Cette annonce soulève des réactions contrastées. D’un côté, ses partisans saluent « l’homme providentiel » dont la longévité incarne stabilité et maîtrise politique. Pour eux, Paul Biya reste l’unificateur face aux défis sécuritaires et sociaux. Les cris de joie, les messages de soutien et les mobilisations spontanées traduisent une confiance renouvelée envers un leadership qui, malgré l’âge, demeure inébranlable.
De l’autre, le reste du continent observe avec gêne ce nouvel épisode d’un pouvoir sans alternance. Dans une Afrique jeune et en quête de renouveau, cette candidature apparaît comme le symptôme d’un système figé, où la longévité politique supplante l’innovation démocratique.
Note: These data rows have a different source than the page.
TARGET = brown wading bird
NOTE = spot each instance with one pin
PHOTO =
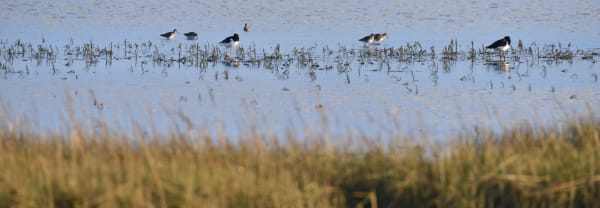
(169, 35)
(501, 46)
(368, 39)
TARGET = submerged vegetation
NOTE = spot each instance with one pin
(203, 55)
(100, 166)
(521, 167)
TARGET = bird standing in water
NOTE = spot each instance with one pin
(501, 46)
(230, 42)
(169, 35)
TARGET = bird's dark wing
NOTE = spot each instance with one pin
(497, 44)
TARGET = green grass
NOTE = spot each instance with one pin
(522, 167)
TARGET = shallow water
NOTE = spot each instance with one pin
(435, 96)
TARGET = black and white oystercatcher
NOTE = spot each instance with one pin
(501, 45)
(169, 35)
(230, 42)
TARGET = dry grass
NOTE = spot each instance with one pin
(522, 167)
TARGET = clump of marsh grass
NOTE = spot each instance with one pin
(526, 166)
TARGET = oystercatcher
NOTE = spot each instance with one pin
(501, 45)
(169, 35)
(230, 42)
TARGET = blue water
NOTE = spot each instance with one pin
(435, 97)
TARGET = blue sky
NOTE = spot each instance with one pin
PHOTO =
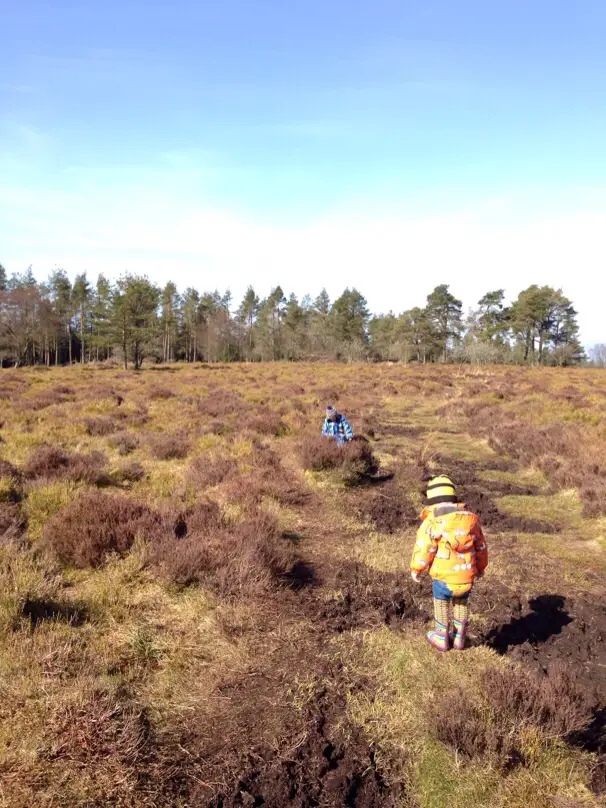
(387, 145)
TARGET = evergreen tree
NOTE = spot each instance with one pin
(134, 317)
(81, 299)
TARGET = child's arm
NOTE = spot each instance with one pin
(481, 550)
(347, 430)
(425, 548)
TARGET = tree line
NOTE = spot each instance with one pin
(59, 321)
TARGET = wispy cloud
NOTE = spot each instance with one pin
(395, 257)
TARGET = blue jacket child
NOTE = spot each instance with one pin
(335, 426)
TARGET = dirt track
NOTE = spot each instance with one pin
(309, 755)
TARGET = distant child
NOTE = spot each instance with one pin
(451, 547)
(335, 426)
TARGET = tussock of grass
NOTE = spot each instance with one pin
(410, 679)
(118, 681)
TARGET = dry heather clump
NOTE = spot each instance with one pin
(46, 398)
(514, 700)
(320, 454)
(101, 425)
(267, 477)
(232, 559)
(125, 442)
(169, 446)
(553, 702)
(51, 462)
(207, 470)
(160, 393)
(266, 422)
(12, 522)
(221, 402)
(95, 524)
(10, 482)
(97, 727)
(354, 460)
(132, 471)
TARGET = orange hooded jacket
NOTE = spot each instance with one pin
(450, 544)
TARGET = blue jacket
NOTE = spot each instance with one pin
(340, 430)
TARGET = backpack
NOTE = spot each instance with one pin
(457, 528)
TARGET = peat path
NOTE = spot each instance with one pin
(301, 751)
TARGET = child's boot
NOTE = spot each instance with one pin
(438, 637)
(460, 632)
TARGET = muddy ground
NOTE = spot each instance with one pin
(308, 755)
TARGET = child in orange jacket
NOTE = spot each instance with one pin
(451, 547)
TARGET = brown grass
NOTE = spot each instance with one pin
(208, 470)
(169, 446)
(101, 425)
(95, 524)
(125, 442)
(354, 460)
(516, 700)
(51, 462)
(242, 559)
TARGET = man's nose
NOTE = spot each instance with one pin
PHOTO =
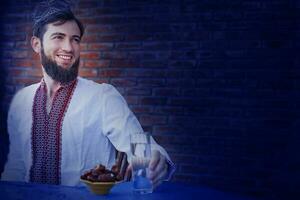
(67, 46)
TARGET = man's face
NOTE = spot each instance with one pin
(60, 51)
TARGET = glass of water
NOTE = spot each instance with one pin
(140, 159)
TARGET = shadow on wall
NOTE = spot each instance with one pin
(286, 183)
(4, 142)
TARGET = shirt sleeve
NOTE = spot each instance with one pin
(14, 169)
(119, 121)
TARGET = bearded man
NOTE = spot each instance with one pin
(65, 124)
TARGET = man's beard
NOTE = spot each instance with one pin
(57, 72)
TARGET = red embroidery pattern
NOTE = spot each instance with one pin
(46, 134)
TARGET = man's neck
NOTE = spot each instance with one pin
(52, 85)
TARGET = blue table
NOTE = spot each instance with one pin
(172, 191)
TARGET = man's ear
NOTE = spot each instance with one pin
(36, 44)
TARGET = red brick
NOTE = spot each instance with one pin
(152, 119)
(100, 46)
(98, 28)
(88, 72)
(166, 92)
(90, 38)
(96, 63)
(123, 82)
(111, 38)
(16, 72)
(111, 73)
(35, 73)
(141, 109)
(124, 63)
(114, 55)
(153, 101)
(89, 55)
(22, 63)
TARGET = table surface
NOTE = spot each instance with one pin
(122, 191)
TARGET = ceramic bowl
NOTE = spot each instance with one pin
(101, 188)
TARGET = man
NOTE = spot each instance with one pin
(65, 124)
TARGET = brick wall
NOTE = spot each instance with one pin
(216, 82)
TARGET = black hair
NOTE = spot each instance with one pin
(45, 14)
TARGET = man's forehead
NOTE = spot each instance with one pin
(69, 28)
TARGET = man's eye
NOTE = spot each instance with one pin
(58, 37)
(77, 40)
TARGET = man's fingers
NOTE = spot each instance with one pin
(154, 159)
(128, 173)
(158, 169)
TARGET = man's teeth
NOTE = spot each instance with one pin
(65, 57)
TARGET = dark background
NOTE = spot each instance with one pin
(215, 81)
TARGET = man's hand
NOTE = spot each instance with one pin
(158, 168)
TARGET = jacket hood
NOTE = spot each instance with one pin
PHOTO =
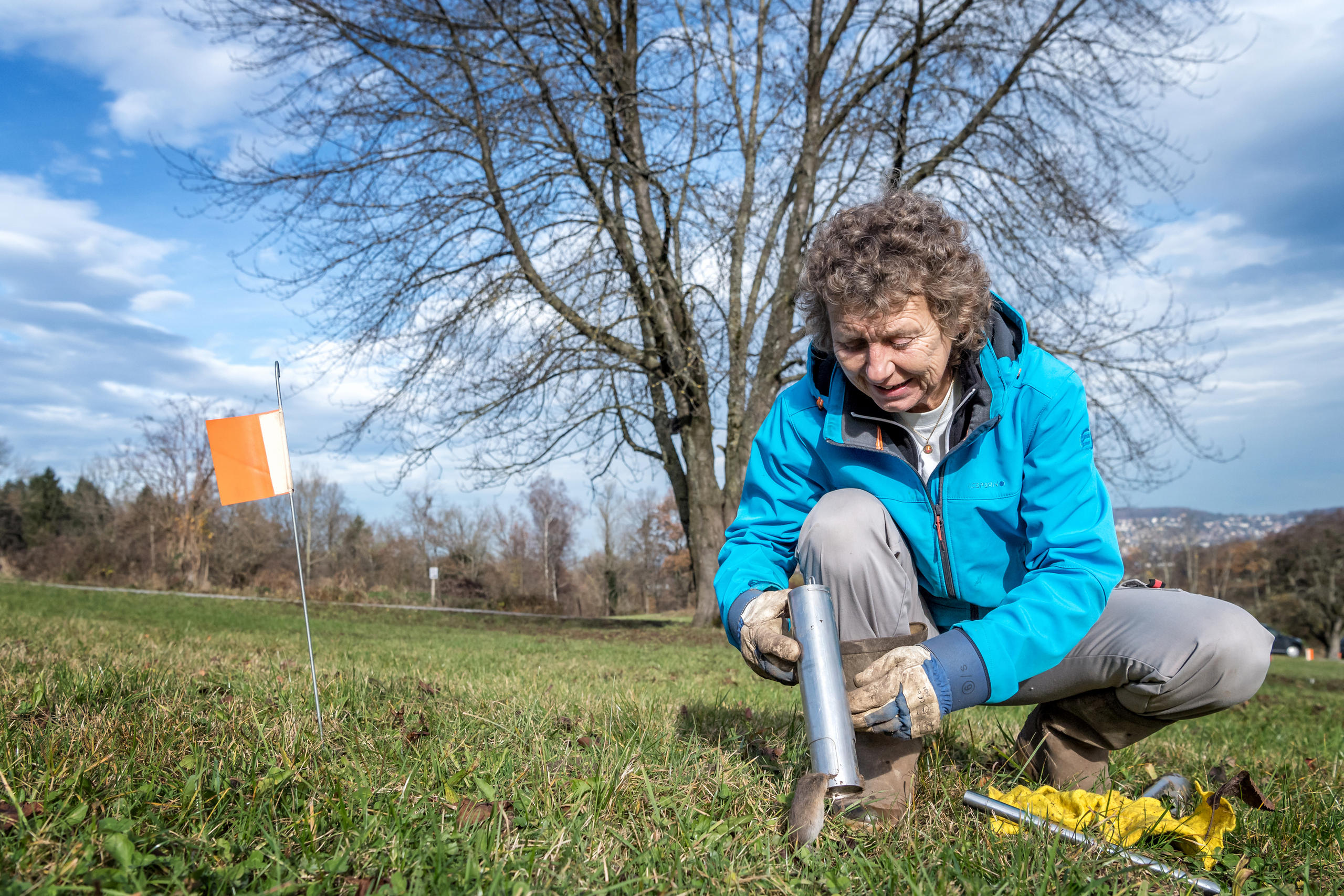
(854, 419)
Les critiques soulignent le décalage entre une population majoritairement jeune et une gouvernance portée par des figures nonagénaires.
Ce scrutin s’annonce disputé : des poids lourds du régime tels que Issa Tchiroma ou Bello Bouba Maïgari sont aussi en lice, tout comme les opposants Maurice Kamto et Cabral Libii, figures de l’alternance.
Le Cameroun s’apprête à vivre une élection à fort enjeu symbolique, entre fidélité historique et espoir d’un nouveau départ. Pour certains, c’est une énième démonstration de continuité ; pour d’autres, une opportunité de clore un chapitre.